From the dawn of human history no one has questioned the idea of exchange. I call this a foundational duality, inherent in egoism, because according to the higher logic of independent souls, the moment you say, “This is mine, it isn’t yours, if you take it I’ll call it stealing, if you want it you must give me something that I value in exchange,” you are exploiting the situation and ignoring the personhood of the other. The ego, unaware of inward consciousness and the value of spirit, immediately assigns value by comparison in the world, at the root level of the thought process. Since it is at the root level, you cannot approach a man about this, or teach him about it. He can only receive what you’d say, through that same mental filter which is causing the trouble. The monks try to renounce material goods, for instance, but exchange and ownership steal into their social situation.

The idea of the humans appears to be, “Let’s divide up the objects, this is intelligent and rational.” It is a step above what monkeys achieve, but the Earth cannot support such squandering of resources, and it is basically unfriendly. Capitalism operates by first denying goods, then allowing access to these goods on the basis of exchange. It is the prior denial which is unfriendly and antisocial, and a carryover from animalistic thinking.

So, the Post Office isn’t going to deliver mail if you don’t pay them, and your friends aren’t going to like you any more if you don’t cough up with the green. The higher view is that all have a right to the fundamental necessities of life, if they are willing to work for the sake of the good of the community. They should not have to pay for this. These things are not denied to them, because their value as spirits-in-bodies is recognized. They ought to eat and sleep in a house first, because they are in human bodies. The rest is determined later, after the basic needs are met.

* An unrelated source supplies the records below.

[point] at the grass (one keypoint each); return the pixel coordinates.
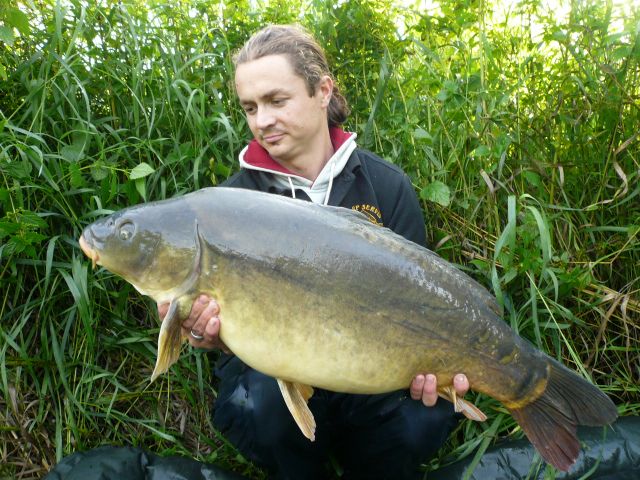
(524, 152)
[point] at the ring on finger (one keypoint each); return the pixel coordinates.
(195, 336)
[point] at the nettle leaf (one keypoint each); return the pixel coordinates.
(18, 19)
(437, 192)
(141, 171)
(6, 35)
(31, 219)
(72, 153)
(8, 228)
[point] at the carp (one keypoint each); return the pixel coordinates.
(318, 296)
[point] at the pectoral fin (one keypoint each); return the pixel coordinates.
(169, 340)
(296, 396)
(468, 409)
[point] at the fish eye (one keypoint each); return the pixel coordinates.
(126, 231)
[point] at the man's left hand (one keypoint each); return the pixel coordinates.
(425, 387)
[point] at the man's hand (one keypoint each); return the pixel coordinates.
(203, 321)
(425, 388)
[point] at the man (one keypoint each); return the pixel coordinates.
(294, 111)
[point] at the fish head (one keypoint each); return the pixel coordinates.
(152, 246)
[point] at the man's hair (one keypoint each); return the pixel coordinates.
(306, 56)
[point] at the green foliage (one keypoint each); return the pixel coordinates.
(518, 129)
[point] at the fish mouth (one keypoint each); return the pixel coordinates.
(88, 251)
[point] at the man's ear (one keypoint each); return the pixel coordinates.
(325, 89)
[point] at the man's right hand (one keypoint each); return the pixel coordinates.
(203, 320)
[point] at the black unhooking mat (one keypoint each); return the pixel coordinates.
(612, 453)
(608, 453)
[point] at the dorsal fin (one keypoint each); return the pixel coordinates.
(296, 396)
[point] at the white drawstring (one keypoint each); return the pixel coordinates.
(326, 197)
(293, 189)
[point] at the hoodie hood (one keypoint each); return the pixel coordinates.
(254, 157)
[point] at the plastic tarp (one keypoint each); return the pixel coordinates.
(609, 453)
(130, 463)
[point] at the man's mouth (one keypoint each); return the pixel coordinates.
(272, 137)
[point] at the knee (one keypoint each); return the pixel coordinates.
(252, 406)
(425, 429)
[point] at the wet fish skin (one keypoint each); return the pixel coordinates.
(319, 296)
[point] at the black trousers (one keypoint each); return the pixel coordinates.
(384, 436)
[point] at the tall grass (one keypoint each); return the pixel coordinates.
(523, 148)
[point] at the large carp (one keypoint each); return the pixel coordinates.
(319, 296)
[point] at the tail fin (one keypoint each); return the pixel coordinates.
(550, 421)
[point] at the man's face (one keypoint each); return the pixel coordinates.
(282, 116)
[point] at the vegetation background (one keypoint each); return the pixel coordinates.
(517, 121)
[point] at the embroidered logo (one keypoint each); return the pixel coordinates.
(372, 212)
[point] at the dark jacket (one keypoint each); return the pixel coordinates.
(368, 184)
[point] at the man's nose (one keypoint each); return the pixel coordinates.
(264, 118)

Such altruistic thinking has always failed among the actual egoic humans. The major reason for this is that they do not like to work. Like the animals roaming in the forest, they’d rather establish their territory and avoid work if possible. All the forms of human society today can be resolved like this, once a more advanced standard is applied somewhere, that they are manifesting small steps above the animal existence, such as hobnobbing with one another instead of having a meaningful conversation, or hiding out with the family instead of seeking friends for the sake of their worthy personality traits.